Der vom Kläger gegen das Land Niedersachsen (vertreten durch die Bezirksregierung K.) geführten Klage auf Schadensersatz und Schmerzensgeld wurde erstinstanzlich insoweit stattgegeben, als das Land Niedersachsen u.a. zur Zahlung von Verdienstausfallschaden und Schmerzensgeld verurteilt wurde. Das Urteil wurde damit begründet, dass die Ermittlungen zur Identität des Klägers im Vorfeld der Festnahme unzureichend gewesen seien. Dagegen hätten die MEK-Beamten bei der eigentlichen Festnahmeaktion nicht gegen das Übermaßverbot verstoßen. Auch sei der Einsatz einer Nasenklammer oder eines Narkosepulvers nicht nachgewiesen. Durch den Polizeieinsatz sei es zu einem Schädel-Hirntrauma, Prellmarken an der Stirn und am rechten Jochbein, zu einer kleinen Platzwunde auf dem Nasenrücken, einer Schwellung am Hinterkopf links sowie an beiden Handgelenken, zu schmalen zirkulären Hautquetschmarken, Prellmarken mit Schürfungen, einem Hörverlust mit begleitenden Hörgeräuschen und zu einer posttraumatischen Belastungsstörung gekommen (Urteil des Landgerichts K. vom 21. Januar 2003 -M.).
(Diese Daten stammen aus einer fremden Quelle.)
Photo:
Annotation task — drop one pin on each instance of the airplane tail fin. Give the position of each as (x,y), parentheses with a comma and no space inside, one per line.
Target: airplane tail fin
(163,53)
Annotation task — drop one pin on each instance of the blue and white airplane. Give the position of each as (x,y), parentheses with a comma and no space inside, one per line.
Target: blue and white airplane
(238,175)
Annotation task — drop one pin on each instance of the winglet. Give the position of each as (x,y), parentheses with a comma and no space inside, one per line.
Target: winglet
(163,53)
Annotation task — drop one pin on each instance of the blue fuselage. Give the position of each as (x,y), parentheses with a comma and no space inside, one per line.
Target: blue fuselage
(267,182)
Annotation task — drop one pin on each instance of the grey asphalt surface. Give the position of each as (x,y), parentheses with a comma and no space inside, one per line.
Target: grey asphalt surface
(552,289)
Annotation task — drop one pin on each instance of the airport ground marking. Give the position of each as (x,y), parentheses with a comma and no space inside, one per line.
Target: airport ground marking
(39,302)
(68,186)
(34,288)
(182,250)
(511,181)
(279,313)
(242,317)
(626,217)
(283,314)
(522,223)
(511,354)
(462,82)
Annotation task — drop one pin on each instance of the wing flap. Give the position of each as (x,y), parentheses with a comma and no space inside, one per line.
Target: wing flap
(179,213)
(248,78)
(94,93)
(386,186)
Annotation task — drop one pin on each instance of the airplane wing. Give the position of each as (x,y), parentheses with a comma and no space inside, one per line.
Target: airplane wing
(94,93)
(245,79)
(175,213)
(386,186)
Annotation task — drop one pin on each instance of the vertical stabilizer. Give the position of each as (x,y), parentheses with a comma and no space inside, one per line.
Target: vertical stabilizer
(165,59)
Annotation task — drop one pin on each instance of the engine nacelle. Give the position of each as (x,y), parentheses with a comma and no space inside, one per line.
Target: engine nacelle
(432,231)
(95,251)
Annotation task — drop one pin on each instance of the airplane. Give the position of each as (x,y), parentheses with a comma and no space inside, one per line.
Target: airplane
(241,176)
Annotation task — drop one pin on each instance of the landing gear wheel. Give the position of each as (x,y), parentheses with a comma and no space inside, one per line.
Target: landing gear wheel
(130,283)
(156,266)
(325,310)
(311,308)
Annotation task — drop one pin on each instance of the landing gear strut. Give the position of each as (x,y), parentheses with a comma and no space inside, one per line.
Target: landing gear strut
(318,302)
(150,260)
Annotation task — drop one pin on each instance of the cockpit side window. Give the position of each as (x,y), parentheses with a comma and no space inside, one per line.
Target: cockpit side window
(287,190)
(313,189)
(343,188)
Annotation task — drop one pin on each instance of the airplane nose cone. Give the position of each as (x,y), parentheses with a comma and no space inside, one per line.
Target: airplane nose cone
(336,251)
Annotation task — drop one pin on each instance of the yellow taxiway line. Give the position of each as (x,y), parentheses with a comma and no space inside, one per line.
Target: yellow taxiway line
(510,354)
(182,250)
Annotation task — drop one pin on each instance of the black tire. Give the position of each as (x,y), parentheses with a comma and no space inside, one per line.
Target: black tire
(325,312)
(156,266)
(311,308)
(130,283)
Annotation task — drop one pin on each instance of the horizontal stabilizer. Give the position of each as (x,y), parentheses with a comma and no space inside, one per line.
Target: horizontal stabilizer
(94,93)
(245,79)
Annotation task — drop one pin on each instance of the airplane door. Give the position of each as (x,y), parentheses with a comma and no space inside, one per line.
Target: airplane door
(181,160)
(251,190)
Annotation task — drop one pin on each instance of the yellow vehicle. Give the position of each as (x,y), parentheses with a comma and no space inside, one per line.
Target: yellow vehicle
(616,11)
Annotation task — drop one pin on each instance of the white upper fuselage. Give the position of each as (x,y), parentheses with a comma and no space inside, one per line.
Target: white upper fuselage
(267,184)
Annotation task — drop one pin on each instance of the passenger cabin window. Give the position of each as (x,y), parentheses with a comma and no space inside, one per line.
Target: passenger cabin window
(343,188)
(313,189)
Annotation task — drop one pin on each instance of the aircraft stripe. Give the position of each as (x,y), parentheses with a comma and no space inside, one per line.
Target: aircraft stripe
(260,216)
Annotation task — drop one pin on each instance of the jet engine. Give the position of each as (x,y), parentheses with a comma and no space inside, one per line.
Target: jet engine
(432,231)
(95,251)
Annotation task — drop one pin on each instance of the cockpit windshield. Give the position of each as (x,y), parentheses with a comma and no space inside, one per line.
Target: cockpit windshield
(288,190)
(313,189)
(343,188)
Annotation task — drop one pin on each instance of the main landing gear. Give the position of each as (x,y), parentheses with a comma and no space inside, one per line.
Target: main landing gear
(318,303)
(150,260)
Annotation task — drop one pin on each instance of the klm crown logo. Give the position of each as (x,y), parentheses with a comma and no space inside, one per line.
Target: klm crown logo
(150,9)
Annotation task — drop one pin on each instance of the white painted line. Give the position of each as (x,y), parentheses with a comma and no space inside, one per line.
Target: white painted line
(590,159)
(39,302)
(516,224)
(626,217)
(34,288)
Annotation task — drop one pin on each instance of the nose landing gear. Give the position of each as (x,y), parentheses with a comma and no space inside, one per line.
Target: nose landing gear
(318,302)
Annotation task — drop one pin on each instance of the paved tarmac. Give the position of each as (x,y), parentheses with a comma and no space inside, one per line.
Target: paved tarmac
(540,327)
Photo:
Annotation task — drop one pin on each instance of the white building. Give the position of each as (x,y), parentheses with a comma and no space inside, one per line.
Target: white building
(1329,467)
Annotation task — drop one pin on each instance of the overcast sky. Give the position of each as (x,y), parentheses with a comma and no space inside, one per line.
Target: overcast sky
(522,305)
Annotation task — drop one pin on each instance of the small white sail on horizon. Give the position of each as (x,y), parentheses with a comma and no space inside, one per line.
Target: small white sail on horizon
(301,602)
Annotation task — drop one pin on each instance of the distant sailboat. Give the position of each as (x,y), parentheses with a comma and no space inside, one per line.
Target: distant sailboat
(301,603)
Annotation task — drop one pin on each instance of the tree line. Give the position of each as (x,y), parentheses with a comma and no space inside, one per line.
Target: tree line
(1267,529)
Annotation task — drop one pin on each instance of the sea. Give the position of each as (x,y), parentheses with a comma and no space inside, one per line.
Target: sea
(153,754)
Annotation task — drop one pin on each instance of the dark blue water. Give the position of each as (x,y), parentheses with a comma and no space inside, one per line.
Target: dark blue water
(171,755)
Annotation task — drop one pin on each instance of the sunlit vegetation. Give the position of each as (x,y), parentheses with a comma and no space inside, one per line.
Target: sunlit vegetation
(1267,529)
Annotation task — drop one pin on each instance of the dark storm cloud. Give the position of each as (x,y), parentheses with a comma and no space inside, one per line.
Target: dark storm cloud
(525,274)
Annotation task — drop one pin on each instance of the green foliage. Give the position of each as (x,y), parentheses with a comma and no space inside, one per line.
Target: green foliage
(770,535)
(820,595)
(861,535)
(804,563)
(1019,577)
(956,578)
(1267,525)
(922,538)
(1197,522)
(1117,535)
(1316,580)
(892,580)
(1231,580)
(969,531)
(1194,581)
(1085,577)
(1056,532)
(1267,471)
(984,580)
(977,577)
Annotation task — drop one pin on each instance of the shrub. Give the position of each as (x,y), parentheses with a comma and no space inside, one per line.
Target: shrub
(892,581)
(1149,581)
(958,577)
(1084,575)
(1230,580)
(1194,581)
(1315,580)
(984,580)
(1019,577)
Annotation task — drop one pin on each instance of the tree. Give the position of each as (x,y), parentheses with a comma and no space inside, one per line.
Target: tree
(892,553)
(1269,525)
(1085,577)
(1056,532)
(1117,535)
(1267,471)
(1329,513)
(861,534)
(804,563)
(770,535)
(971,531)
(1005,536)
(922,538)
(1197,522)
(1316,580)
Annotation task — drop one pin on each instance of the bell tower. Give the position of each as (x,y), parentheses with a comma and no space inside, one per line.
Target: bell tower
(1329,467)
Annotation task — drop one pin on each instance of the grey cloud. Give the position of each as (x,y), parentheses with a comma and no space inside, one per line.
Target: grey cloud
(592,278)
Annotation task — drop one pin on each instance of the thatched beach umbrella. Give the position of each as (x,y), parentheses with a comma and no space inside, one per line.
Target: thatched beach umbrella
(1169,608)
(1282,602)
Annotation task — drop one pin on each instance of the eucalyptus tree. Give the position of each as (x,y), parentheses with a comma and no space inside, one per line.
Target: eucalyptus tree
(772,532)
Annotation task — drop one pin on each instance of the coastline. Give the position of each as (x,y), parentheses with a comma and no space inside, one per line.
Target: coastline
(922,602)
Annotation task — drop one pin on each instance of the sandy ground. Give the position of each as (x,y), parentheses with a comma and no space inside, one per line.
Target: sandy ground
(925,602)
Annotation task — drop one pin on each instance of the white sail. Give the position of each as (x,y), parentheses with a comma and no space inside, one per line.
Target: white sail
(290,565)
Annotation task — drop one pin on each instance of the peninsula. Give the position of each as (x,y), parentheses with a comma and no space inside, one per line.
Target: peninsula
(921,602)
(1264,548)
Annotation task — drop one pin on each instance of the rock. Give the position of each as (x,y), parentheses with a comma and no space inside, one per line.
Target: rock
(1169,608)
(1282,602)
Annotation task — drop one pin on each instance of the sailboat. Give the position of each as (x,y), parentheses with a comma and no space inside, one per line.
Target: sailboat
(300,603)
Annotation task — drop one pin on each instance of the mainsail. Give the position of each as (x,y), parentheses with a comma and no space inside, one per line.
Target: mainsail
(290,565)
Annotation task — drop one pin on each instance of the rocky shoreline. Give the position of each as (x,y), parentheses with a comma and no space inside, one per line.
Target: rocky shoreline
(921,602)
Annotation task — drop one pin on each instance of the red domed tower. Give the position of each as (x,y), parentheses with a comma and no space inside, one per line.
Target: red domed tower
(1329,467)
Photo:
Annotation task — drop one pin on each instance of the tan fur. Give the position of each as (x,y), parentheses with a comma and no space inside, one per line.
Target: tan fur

Dieses Urteil wurde nicht rechtskräftig; vielmehr endete das hiergegen geführte Berufungsverfahren mit folgendem Vergleich (vgl. Beschluss des Oberlandesgerichts K. vom 18. August 2004 - Az.: N.):
"1.
Das beklagte Land verpflichtet sich, an den Kläger sofort einen Schadensersatz- und Schmerzensgeldbetrag in Höhe von 100.000,00 EUR zu zahlen. In diesem Betrag sind 12.500,00 EUR Schmerzensgeld und 22.500,00 EUR Verdienstausfall für den Zeitraum vom 19.07.1996 bis März 2004 enthalten, und zwar ohne die Ansprüche, die bereits gem. § 116 Abs. 1 SGB X auf die Sozialversicherungsträger und Träger der Sozialhilfe übergegangen sind. Bei dem restlichen Betrag in Höhe von 65.000,00 EUR handelt es sich um eine Kapitalabfindung für den gesamten Verdienstausfallschaden ab April 2004. 2. Damit sind sämtliche Ansprüche aus dem Vorfall vom 19.07.1996 abgegolten. 3. Die Kosten des Rechtsstreits und dieses Vergleichs trägt das beklagte Land zu 80%, der Kläger zu 20%."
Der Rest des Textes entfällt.